Tailoring therapy to the individual needs of each patient is crucial, as AD presents differently in every person, and the effectiveness of integrative treatments can vary accordingly. An important caveat is that AD affects patients of all ages. While some evidence exists for each intervention described—just as with conventional medications—the majority of studies have been conducted in adults. Clinicians must therefore be particularly cautious when treating children and infants, as some approaches may not be suitable for pediatric patients. To help navigate these complex options, Figure 1 presents an integrative treatment algorithm as a practical tool for clinical decision-making. While by no means exhaustive, it highlights key areas where evidence-based complementary treatments can be integrated. By adopting this comprehensive approach, providers can offer personalized care that addresses the diverse needs of their patients while expanding the range of therapeutic options available.
Funding Sources
No funding sources were secured for this study.

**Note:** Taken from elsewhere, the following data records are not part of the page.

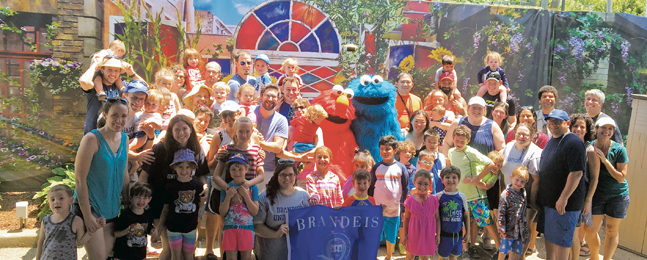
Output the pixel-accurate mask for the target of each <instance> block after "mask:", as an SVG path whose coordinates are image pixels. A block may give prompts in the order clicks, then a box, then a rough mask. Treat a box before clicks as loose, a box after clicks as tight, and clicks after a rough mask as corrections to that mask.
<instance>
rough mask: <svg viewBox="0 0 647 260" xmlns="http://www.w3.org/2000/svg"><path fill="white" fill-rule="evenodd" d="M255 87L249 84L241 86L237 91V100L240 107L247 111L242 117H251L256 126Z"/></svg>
mask: <svg viewBox="0 0 647 260" xmlns="http://www.w3.org/2000/svg"><path fill="white" fill-rule="evenodd" d="M254 91H255V90H254V86H252V85H251V84H249V83H245V84H243V85H241V86H240V88H239V89H238V91H236V99H238V105H240V107H241V108H242V109H245V114H244V115H242V116H246V117H249V119H251V120H252V122H254V124H256V114H255V113H254V110H255V109H256V105H254V95H255V94H254Z"/></svg>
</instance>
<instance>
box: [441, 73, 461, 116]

Disclosures and Conflicts of Interest
Kripa Ahuja and Meghana Sunkara have no disclosures or conflicts of interest. Dr. Lio reports research grants/funding from AbbVie, AOBiome; is on the speaker’s bureau for AbbVie, Arcutis, Eli Lilly, Galderma, Hyphens Pharma, Incyte, La Roche-Posay/L’Oréal, MyOR Diagnostics, ParentMD, Pfizer, Pierre-Fabre Dermatologie, Regeneron/Sanofi Genzyme, Verrica; reports consulting/advisory boards for Alphyn, AbbVie, Almirall, Amyris, Arcutis, ASLAN, Boston Skin Science, Bristol-Myers Squibb, Burt’s Bees, Castle Biosciences, Codex Labs, Concerto Biosci, Dermavant, Eli Lilly, Galderma, Janssen, Johnson & Johnson, Kimberly-Clark, LEO Pharma, Lipidor, L’Oréal, Merck, Micreos, MyOR Diagnostics, Regeneron/Sanofi Genzyme, Skinfix, Theraplex, UCB, Unilever, Verrica Yobee Care; stock options with Codex, Concerto Biosciences and Yobee Care. In addition, Dr. Lio has a patent pending for a Theraplex product with royalties paid and is a Board member and Scientific Advisory Committee Member of the National Eczema Association.